Explaining Math Jokes

If you're more comfortable with linear algebra, you can replace "abelian group" with "vector space" and "homomorphism" by "linear map". The fact that doing one differential then the next gives you zero means that the image of one differential is contained in the kernel of the next. Homological algebra is about finding ways to calculate exactly how far away we are from the image of a differential being exactly the kernel of the next. This is made precise when one defines homology groups, which are the quotient Ker(d_n)/Im(d_{n+1}). What happens in practice when we apply homological algebra is that we try to define an interesting chain complex related to what we are doing, so that the homology groups tell us something interesting about what's going on with whatever math thing interests us, and then we apply methods from homological algebra to calculate them. Any serious example of homological algebra being used is going to require a bit of math background, but two examples I can give are singular homology, from algebraic topology, and de Rham cohomology, from differential geometry (don't worry about the co-, it just means the indices go up instead of down). So yeah a homological algebraist would have complexes

If you’re not careful and you noclip out of reality in the wrong areas, you’ll end up in Hilbert’s Hotel

(link) Hilbert's Hotel is an imaginary hotel with infinitely many rooms, that is one room labeled zero, one room labeled one, one room labeled two, and so on. One room for every natural number. It reminds me of the backrooms, hence the joke. Hilbert's hotel is commonly used as a metaphor to think about how infinity behaves and how bijections work. For instance, if the hotel was full, but one new guest showed up, you could still get them a room: simply tell the person occupying room number n to move to room number n+1. Then room 0 will be empty and the new guest can stay in it. However, quite interestingly, it is possible for too many guests to show up and the hotel to be unable to give a room to all of them.

If you speak French, excellent math youtuber El jj (I heavily recommend you subscribe to his channel!) has a very good video on Hilbert's Hotel.

If you don't speak French but still speak English, here's a Veritasium video on Hilbert's hotel, and a Ted-Ed video on it.

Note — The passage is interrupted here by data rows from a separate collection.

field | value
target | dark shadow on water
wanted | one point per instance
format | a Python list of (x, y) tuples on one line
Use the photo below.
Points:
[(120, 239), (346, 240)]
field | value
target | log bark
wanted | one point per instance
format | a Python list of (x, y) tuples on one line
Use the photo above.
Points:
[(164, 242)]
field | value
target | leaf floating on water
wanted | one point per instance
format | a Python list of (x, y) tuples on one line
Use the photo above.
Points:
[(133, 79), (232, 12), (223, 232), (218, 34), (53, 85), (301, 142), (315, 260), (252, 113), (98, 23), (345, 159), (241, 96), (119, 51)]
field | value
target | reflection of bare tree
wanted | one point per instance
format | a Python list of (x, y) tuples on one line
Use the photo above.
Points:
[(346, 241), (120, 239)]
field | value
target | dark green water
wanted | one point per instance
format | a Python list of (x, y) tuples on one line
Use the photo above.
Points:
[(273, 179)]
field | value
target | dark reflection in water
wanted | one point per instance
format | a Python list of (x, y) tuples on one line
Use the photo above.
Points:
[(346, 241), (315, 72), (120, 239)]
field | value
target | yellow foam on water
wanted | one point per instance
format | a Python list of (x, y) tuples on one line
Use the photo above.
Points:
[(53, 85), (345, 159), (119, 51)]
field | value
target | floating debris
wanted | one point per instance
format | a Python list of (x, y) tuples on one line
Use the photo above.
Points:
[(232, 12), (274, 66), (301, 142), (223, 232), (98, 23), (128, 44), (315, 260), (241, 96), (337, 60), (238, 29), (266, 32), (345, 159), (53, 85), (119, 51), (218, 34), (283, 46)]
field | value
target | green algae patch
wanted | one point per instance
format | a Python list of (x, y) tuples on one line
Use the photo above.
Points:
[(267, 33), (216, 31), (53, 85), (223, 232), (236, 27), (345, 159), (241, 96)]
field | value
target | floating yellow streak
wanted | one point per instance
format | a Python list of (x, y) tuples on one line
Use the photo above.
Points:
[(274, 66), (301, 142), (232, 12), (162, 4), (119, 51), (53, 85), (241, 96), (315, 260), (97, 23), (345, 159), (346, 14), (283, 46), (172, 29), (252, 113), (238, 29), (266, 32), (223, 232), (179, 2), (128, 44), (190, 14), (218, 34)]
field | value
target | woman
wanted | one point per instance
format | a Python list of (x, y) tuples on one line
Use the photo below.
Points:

“cats are liquid” factoid actually formalized by mathematicians as saying a cat is only truly defined up to homeomorphism

(link) Topological spaces are mathematical objects that abstract away the concept of nearness. What do I mean? Well, a topological space is a set X, together with a collection of subsets called "a topology", that in way specifies which points are "near" each other. This allows us to generalize a lot of concepts from real analysis, for instance limits: if you have a sequence of points (x_n), and they get "nearer" and "nearer" to some point x, well that point can be called the limit of the sequence. But topology also turns out to be massively useful to geometry: if I only gave you the set of points of a sphere, you wouldn't know they make up a sphere because you wouldn't know how to assemble them. But if I give you the set of points of a sphere and the correct topology on it, then you can actually know it is a sphere and do stuff with it. But as always, in math, we only consider things up to some notion of being "the same". This notion of "the same" for topological spaces is called "homeomorphism", and two things being homeomorphic corresponds to the more intuitive geometric intuition of "I can continuously deform one thing into the other without cutting or gluing stuff". For instance, a cube is homeomorphic to a sphere:

Explaining Math Jokes

Or more famously, a mug is homeomorphic to a donut:

Explaining Math Jokes

So cats only truly being defined up to homeomorphism kinda works to say they're liquid. Not math, but physicist Marc-Antoine Fardin did actual physics on cats being liquid and was award the 2017 IgNobel prize in physics for it.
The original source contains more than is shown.